I'm looking at getting a gateway device to replace the ISP router that sits between the internet connection and the mesh WiFi.
I am running pi-hole on a (very old) raspberry pi, but I know some gateways get quite fancy so I'm wondering if it's possible to have pi-hole on the gateway itself, to run as DNS and DHCP servers?
Other things I'm looking for in a gateway are VPN as a client (preferably Wireguard) and PoE ports for cameras.
If it's possible to host something like pi-hole directly on the gateway then hardware recommendations are appreciated!

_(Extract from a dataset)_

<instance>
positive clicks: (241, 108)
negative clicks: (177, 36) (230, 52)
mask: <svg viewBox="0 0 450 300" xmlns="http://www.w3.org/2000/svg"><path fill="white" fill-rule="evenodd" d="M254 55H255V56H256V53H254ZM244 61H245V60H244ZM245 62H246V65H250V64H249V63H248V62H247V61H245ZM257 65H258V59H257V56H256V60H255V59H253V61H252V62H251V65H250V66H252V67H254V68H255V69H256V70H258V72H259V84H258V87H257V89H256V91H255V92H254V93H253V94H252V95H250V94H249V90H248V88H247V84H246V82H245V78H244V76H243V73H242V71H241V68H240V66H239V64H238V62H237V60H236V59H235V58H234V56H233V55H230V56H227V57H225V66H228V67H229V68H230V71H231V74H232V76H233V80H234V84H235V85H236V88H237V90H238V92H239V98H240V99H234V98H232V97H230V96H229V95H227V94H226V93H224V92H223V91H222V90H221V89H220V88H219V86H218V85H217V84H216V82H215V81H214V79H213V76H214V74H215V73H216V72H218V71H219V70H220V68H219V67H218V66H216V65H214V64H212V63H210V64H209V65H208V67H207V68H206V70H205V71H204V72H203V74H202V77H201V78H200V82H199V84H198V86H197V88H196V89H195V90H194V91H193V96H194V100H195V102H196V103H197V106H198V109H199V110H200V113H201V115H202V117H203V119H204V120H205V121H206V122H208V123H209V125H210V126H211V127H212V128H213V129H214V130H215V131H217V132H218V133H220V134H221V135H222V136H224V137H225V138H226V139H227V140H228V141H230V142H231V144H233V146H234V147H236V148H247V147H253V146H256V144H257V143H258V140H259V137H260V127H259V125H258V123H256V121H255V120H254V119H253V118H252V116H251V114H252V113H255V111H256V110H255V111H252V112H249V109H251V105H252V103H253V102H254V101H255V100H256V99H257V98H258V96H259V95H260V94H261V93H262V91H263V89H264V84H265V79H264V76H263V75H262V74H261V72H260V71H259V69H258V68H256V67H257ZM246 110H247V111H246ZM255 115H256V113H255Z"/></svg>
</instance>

Most of the more advanced gateways have some sort of DNS filtering built in. Opnsense has an adguard plugin, pfsense has pfblocker-ng, openwrt has a few different options, Unifi and mikrotik both have solutions too I think. Usually you can just load the same block list that pihole uses into the filtering software and you are good to go.
If you want the most flexibility and want to use the same hardware for both gateway/DNS and want to try out different DNS/router solutions a hypervisor would give you the most options. But it would also be the most complicated.
One of the things I use pi-hole for is to set customer DNS entries so anyone on the network will be redirected directly to the self hosted services when the type in the appropriate domain name. So it's not just about the filtering (which I also want), but also the (network wide) custom DNS entries.
I'm also happy with simple. I'm not overly against keeping the pi-hole and gateway separate but was just wanting to know if combining them would be an option (which is sounds like it is, but not super easy).
Both opnsense and pfsense allow custom DNS entries so you still have that as an option. Probably the other options do too but you'll just have to verify.
But if you want to keep it simple I would just keep the pihole as a separate device. A lot of the built in options aernt quite as easy to setup and don't have the best UI compared to pihole IMO.
Thanks, yeah I will consider the options. Would be nice to have it in one as the raspberry pi is aging (it's an original model B) and the gateway should be plenty powerful enough to run it, plus it would rule out the pi-hole to router connection as a possible reason for the unstable network.